Module 04: Scaling Workflows and Interface Boundaries¶
Module Position¶
flowchart TD
family["Reproducible Research"] --> program["Deep Dive Snakemake"]
program --> module["Module 04: Scaling Workflows and Interface Boundaries"]
module --> lessons["Lesson pages and worked examples"]
module --> checkpoints["Exercises and closing criteria"]
module --> capstone["Related capstone evidence"]
flowchart TD
purpose["Start with the module purpose and main questions"] --> lesson_map["Use the lesson map to choose reading order"]
lesson_map --> study["Read the lessons and examples with one review question in mind"]
study --> proof["Test the idea with exercises and capstone checkpoints"]
proof --> close["Move on only when the closing criteria feel concrete"]
Read the first diagram as a placement map: this page sits between the course promise, the lesson pages listed below, and the capstone surfaces that pressure-test the module. Read the second diagram as the study route for this page, so the diagrams point you toward the Lesson map, Exercises, and Closing criteria instead of acting like decoration.
Module 04 turns one working workflow into a repository another engineer can still review. Interfaces, file APIs, module boundaries, and CI gates matter because they keep growth from turning into hidden coupling.
Capstone exists here as corroboration. The module should already make interface boundaries meaningful before you inspect the repository layout and proof surfaces in the reference workflow.
Scaling Workflows and Interface Boundaries¶
Version & scope contract
- Target: Snakemake 9.14.x (CLI reporting, profiles, modules, schema validation).
- This module is about scaling correctness, not tuning a specific cluster (Module 03) and not checkpoints/dynamic DAGs (Module 02).
- Verify:
Why this module matters¶
Teams often say a workflow has “outgrown itself” when the real problem is that nobody defined its interfaces. Files, schemas, modules, CI gates, and resource claims become implicit, so every change starts to feel dangerous.
This module is about restoring that safety by making boundaries explicit enough that workflows can scale in size, team count, and execution context without becoming fragile.
Reading path¶
- Start with module boundaries and file APIs.
- Read CI and drift control after the interface story is clear.
- Read resource semantics after you know what is being protected.

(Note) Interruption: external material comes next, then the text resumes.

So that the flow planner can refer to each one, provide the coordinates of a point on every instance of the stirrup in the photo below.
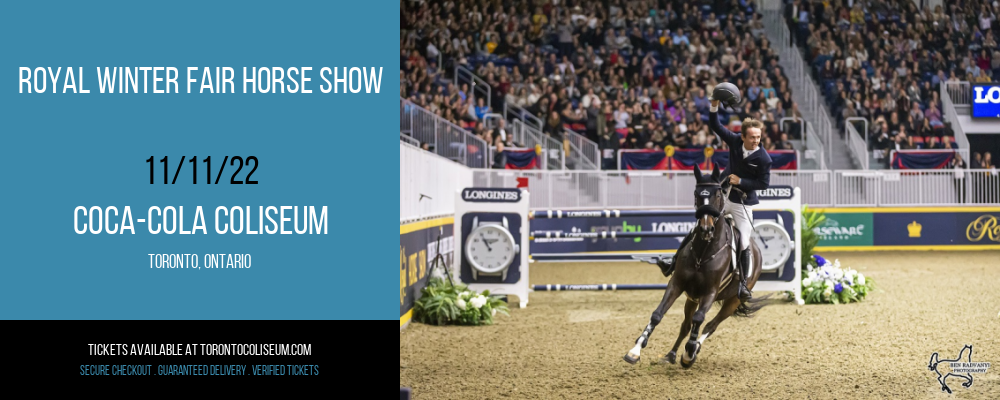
(666, 267)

- Finish with workflow-as-product thinking so scaling is understood as a contract problem.
Capstone connection¶
The capstone’s FILE_API.md, workflow module layout, and confirmation targets are the concrete
expression of this module. If you want to see what “executor-proof semantics” means in one small
repository, this is the module that explains that shape.
At a Glance¶
| Focus | Learner question | Capstone timing |
|---|---|---|
| modular boundaries | "Where does one workflow responsibility end and another begin?" | inspect the capstone once interface boundaries already feel meaningful |
| file APIs | "Which paths are public contracts and which are internal detail?" | compare FILE_API.md with rule files intentionally |
| CI gates | "What should scale review protect before the workflow gets bigger?" | use confirmation targets as the operational side of the interface story |
Orientation: scaling fails at boundaries¶
When a workflow “doesn’t scale”, it’s usually not CPU. It’s:
- hidden coupling across files,
- implicit file contracts,
- nondeterministic outputs,
- or resources that were never proved to the executor.
Unified scaling model¶
Total scaling failure ≈ hidden coupling + implicit contracts + entropy + unproven resources + upgrade drift
flowchart LR
P[Provider module] -->|File API: paths + formats| C[Consumer workflow]
C --> V["Schema validate (fail fast)"]
C --> G[CI gates: lint + dryrun + tests + diffs]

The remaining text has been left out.